Some other species found in the gut biota excrete neuroactive compounds that in people with leaky guts can pass directly into the brain and cause abnormal behaviour patterns.
Li and his colleagues also found altering gut microbe colonies to be beneficial.
“Efforts to restore the gut microbiota to that of a healthy person has been shown to be really effective,” he says.
“Our review looked at taking probiotics, prebiotics, changing the diet - for example, to gluten-free and casein-free diets, and faecal matter transplants. All had a positive impact on symptoms.”
Currently almost 15 children per 1000 develop autism symptoms.

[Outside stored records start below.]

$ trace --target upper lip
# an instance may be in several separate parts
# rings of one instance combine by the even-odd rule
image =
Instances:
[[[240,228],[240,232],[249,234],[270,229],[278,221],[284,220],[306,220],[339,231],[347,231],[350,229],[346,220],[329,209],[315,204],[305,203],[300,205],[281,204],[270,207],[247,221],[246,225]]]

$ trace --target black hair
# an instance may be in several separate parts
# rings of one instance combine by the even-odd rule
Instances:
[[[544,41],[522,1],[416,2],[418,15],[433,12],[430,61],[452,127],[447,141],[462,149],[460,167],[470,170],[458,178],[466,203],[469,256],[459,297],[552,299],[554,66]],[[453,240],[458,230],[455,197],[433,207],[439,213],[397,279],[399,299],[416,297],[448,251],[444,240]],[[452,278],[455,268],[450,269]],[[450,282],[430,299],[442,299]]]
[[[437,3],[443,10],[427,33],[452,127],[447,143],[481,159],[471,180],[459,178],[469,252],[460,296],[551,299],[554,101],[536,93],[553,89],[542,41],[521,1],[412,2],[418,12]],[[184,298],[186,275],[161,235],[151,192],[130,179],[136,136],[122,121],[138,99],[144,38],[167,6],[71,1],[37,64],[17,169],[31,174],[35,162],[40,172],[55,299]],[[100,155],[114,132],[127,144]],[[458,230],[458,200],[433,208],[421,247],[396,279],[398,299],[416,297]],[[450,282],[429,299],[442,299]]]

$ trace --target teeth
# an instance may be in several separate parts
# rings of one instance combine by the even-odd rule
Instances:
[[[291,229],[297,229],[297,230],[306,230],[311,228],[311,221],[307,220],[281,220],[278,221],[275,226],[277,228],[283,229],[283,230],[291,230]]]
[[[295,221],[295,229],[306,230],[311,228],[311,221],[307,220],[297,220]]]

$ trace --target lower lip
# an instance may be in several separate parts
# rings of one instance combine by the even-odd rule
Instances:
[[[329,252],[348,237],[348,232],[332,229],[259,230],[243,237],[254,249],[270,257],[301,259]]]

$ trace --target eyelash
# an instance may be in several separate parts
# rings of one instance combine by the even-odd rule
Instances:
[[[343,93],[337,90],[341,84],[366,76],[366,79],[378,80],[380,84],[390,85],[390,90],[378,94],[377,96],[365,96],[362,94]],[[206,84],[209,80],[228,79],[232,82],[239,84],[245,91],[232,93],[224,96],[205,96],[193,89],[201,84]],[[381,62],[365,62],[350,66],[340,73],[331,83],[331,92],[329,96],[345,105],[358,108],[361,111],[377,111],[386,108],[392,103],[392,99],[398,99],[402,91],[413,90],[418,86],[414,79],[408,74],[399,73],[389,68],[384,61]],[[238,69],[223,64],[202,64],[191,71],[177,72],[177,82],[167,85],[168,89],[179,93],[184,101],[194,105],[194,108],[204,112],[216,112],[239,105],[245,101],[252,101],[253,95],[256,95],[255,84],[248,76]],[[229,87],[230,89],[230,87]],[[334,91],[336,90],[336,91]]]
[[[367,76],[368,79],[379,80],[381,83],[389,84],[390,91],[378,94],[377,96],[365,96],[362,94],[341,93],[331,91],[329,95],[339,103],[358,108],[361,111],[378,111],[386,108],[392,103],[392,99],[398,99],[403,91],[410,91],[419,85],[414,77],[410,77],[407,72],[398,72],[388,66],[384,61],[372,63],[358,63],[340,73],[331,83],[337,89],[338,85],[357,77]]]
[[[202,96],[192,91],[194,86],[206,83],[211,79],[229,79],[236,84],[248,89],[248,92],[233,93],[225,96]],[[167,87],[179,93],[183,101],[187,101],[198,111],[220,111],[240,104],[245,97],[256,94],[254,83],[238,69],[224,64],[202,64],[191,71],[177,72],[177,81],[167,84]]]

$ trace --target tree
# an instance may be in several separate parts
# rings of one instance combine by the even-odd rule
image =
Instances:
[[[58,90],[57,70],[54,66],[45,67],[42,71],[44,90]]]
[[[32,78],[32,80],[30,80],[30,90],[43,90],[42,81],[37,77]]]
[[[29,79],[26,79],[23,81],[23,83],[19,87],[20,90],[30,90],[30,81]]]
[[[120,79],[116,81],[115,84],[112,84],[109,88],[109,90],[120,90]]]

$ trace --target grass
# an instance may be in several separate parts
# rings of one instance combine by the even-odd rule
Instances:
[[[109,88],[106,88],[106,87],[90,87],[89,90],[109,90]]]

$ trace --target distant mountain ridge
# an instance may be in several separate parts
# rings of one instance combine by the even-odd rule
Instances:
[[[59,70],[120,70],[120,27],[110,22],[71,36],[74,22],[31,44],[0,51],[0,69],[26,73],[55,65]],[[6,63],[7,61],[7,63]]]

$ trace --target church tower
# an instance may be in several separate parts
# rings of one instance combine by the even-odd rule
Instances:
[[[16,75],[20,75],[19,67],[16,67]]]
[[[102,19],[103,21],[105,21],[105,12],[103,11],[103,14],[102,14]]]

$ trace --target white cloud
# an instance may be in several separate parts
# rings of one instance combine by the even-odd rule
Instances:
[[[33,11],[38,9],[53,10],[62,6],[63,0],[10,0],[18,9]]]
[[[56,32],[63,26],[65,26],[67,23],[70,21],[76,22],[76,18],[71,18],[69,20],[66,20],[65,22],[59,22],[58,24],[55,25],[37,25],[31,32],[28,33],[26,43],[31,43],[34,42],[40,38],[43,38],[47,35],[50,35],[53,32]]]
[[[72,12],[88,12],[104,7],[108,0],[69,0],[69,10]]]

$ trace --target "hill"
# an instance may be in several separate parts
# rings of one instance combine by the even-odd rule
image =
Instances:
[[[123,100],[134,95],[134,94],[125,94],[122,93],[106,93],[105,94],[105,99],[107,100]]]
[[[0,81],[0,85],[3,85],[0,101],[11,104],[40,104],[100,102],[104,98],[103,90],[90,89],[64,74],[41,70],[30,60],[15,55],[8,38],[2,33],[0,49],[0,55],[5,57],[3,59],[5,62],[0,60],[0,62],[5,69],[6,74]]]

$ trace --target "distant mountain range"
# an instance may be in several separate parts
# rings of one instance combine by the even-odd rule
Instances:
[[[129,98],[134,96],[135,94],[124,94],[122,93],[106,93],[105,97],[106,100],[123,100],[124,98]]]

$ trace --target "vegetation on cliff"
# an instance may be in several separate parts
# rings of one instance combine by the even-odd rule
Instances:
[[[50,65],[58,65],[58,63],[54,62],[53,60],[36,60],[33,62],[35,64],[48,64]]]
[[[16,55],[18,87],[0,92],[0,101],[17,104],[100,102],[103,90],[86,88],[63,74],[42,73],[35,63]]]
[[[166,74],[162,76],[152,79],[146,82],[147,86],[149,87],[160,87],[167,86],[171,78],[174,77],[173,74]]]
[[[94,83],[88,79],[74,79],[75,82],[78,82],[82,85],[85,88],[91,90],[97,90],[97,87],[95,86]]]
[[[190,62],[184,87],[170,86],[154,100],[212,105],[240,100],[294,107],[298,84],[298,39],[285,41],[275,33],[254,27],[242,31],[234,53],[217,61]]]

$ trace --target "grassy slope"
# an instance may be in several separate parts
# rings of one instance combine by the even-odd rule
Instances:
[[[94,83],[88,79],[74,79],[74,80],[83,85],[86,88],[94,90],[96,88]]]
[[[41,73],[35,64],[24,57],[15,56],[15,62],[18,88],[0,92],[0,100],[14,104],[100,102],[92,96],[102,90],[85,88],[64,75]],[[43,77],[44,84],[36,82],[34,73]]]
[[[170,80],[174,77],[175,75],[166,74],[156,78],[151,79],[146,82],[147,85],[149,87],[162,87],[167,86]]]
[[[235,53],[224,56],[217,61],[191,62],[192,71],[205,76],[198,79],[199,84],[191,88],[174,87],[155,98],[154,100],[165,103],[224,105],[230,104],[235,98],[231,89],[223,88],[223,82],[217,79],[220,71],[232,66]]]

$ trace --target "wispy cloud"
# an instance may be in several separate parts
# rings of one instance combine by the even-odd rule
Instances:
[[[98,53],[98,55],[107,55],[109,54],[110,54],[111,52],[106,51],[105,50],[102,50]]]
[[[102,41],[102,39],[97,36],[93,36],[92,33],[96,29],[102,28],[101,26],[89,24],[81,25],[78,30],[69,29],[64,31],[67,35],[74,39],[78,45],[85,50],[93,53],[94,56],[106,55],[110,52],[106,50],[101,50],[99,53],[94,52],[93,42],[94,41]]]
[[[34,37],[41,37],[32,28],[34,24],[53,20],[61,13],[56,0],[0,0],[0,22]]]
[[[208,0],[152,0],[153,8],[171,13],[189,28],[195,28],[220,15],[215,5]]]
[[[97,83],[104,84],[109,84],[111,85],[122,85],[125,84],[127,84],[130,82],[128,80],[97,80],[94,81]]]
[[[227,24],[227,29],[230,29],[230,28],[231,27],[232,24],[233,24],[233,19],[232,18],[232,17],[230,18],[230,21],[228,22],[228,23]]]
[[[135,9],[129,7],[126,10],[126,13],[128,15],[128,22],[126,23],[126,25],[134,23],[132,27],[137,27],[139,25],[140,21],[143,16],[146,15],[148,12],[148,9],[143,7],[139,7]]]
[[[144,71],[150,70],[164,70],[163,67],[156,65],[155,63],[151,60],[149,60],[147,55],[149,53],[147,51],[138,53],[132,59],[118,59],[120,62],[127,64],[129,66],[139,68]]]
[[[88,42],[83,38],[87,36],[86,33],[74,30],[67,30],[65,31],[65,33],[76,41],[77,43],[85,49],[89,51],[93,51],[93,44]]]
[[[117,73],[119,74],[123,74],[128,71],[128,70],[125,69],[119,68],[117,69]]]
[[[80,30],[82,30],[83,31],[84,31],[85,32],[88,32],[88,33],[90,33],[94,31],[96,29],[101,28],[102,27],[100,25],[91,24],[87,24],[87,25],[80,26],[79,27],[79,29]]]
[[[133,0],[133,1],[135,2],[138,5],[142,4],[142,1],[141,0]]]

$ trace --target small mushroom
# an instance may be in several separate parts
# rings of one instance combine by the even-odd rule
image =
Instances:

The condition brings substantial emotional and financial hardships for parents, and can result in above-average use of healthcare and hospital services.
Current treatment measures centre on intensive rehabilitation and drug regimes, and are not consistently effective.
Therefore, the prospect of dramatically reducing the symptoms of autism through either controlling diet, or manipulating the gut microbiota through interventions such as faecal transplants, is extremely attractive.
Li cautions that large-scale studies are needed before the method can be rigoruously demonstrated. However, in the paper published in the journal Frontiers and Cellular Neuroscience, he and his colleagues conclude:
“Microbiome-mediated therapies might be a safe and effective treatment for ASD.”